Um estrondo acorda no meio da noite os moradores de uma cidade da Serra gaúcha. Curiosos, alguns correm para as janelas para ver o que acontecia do lado de fora. Outros se escondem, temendo pelo pior. Era mais um assalto a banco em Nova Pádua, município de 2,5 mil habitantes rodeado por parreirais de uva.
— Eles chegaram, entraram, quebraram os vidros da frente ali e levaram as pessoas para fora, fizeram o cordão ali fora. Fiquei muito assustada porque eles batiam nas pessoas — conta uma moradora de 58 anos, que terá o nome preservado.

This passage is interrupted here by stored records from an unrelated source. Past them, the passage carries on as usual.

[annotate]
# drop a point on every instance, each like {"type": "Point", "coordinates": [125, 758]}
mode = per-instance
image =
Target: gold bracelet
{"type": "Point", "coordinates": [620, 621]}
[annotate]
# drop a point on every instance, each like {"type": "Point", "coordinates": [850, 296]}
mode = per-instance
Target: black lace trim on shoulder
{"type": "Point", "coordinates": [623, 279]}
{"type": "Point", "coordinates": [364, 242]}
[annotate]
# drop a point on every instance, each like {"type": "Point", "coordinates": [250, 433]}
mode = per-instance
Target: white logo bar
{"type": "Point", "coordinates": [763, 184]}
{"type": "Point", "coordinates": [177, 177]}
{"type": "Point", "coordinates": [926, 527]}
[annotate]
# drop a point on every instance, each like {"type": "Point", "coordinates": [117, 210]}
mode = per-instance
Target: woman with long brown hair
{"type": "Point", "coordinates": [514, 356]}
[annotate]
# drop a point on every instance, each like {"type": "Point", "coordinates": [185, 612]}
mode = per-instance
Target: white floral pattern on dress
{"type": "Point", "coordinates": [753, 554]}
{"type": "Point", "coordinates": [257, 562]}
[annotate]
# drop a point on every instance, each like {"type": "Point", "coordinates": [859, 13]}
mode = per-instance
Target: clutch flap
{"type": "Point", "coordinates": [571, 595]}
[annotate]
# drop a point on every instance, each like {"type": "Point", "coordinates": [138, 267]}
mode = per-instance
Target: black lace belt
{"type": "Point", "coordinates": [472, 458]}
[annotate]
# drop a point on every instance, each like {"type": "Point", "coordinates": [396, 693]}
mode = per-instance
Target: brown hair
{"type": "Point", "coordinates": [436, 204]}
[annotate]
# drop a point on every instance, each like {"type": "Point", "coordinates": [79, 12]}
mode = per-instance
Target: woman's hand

Em 10 anos, a cidade registrou 12 ataques, inclusive com uso de explosivos. A frequência de casos fez Nova Pádua ficar no topo de uma lista de municípios com menos de 10 mil habitantes visados por assaltantes de bancos. Nessa relação, há 197 cidades (do total de 331) atacadas desde 2009, segundo levantamento de GaúchaZH. Isso representa que 60% dos municípios gaúchos com até 10 mil habitantes foram alvo de ladrões de banco.
Em Nova Pádua, há três agências bancárias (Banrisul, Banco do Brasil e Sicredi) e dois correspondentes bancários, da Caixa Econômica Federal e do Bradesco. O último assalto ocorreu em setembro do ano passado, quando criminosos explodiram um caixa eletrônico do Banrisul e tentaram furtar o Banco do Brasil, sem sucesso.
Os ataques são lembrados pelos moradores com riqueza de detalhes, como se tivessem ocorrido há poucas horas. Em muitas cidades, os habitantes presenciaram troca de tiros e até tiveram de participar de escudos humanos como proteção aos criminosos.
Em Ibiraiaras, no norte do Estado, a situação foi além. Um refém levado pelos assaltantes acabou sendo morto em troca de tiros com a Brigada Militar. Subgerente do Banco do Brasil, Rodrigo Mocelin da Silva foi colocado no porta-malas, onde foi atingido. Em seguida, os bandidos tentaram se esconder na mata, mas morrem em tiroteio com a polícia.
Morando a poucos metros do Banrisul em Nova Pádua, uma idosa de 88 anos teme pela própria vida. Tem medo que, no próximo ataque, os criminosos exagerem na quantidade de explosivos e sua casa venha abaixo.
— Quando a gente sente barulho, sabe que é no banco. "É para ficar quieto", eles dizem. No início era tudo calmo, não tinha essas ladroeiras ali, mas agora a gente está com medo — observa a idosa, que também tem o nome preservado.
Quem tenta espiar pelas frestas das janelas ainda é ameaçado pelos criminosos. Acordada pelo barulho no meio da noite, uma idosa de 65 anos correu para a varanda para ver o que ocorria na parte externa. Mal tinha colocado o rosto para fora quando escutou:
— Entra, senão eu atiro na senhora.
Na casa do lado, outra idosa de 66 anos também se refugiou em um quarto mais distante da rua após correr para a janela.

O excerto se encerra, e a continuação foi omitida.